We keep encountering situations like this where a new chemical compound was introduced, becomes ubiquitous in our diets or environments and only later do we find out "Oops, it has serious health or environmental consequences."
It is worth the cost of slower introduction of new materials to take the time to ensure that those materials are safe. We're still paying the cost of introducing lead into our environment in a myriad of subtle ways. We still don't fully understand what the cost of the introduction of microplastics or PFAS is going to be. And regardless of the whether this particular study holds up under replication it is looking increasingly likely that aspartame is not something we should be consuming.

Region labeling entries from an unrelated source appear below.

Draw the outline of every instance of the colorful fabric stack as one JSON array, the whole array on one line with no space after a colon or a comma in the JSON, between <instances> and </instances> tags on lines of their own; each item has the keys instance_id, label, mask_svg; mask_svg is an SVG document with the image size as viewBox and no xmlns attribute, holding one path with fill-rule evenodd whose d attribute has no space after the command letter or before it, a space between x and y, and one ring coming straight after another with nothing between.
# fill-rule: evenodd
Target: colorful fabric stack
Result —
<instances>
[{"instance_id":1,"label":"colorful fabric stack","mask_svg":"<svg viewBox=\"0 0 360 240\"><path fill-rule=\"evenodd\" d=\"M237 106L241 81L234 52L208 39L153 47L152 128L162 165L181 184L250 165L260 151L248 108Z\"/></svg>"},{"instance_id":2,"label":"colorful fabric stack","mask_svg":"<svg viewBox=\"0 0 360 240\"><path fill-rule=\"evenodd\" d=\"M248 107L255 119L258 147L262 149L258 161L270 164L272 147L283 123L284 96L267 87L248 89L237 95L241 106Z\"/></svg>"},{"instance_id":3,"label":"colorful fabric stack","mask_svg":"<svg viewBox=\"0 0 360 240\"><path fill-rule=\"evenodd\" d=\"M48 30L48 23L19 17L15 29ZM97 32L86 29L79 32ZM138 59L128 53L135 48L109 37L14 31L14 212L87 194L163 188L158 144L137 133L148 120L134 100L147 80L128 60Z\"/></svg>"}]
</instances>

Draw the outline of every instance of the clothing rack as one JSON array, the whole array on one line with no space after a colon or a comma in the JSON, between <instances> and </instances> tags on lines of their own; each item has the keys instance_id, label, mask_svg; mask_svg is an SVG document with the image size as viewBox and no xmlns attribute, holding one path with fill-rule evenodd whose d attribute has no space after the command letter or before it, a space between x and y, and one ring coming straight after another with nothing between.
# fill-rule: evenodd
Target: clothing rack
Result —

And what's most frustrating is that the people who profited most from these compounds never pay for the damage they cause to generations.
Artificial sweeteners, specifically, are a bandage over the festering wound of a culture of mindless consumption. Companies want you to consume more so you buy more, but as soon as people began to worry about the rather expected obesity resulting from gorging and constant snacking on food and drink, and mediocre food and drink at that, the only alternative in the unhinged profit-above-all-else logic of consumerism is to maintain or increase consumption exceeding actual need, but reduce the apparent consequences of mindless consumption.
The common good requires a conservative legal oversight in this space where weird food additives are concerned, but it also includes abstract truths like "gluttony is evil" or "making financial profit the highest end is disordered". Our cultural and civilizational demise is rooted in things like the latter, and the intellectual and spiritual rot and resulting debasement of common sensibilities regarding such intangibles. Which is to say, regulation by itself, without appropriate cultural shifts, will, at best, function as another bandage that corporations will lobby to dilute and weaken and redefine at every opportunity.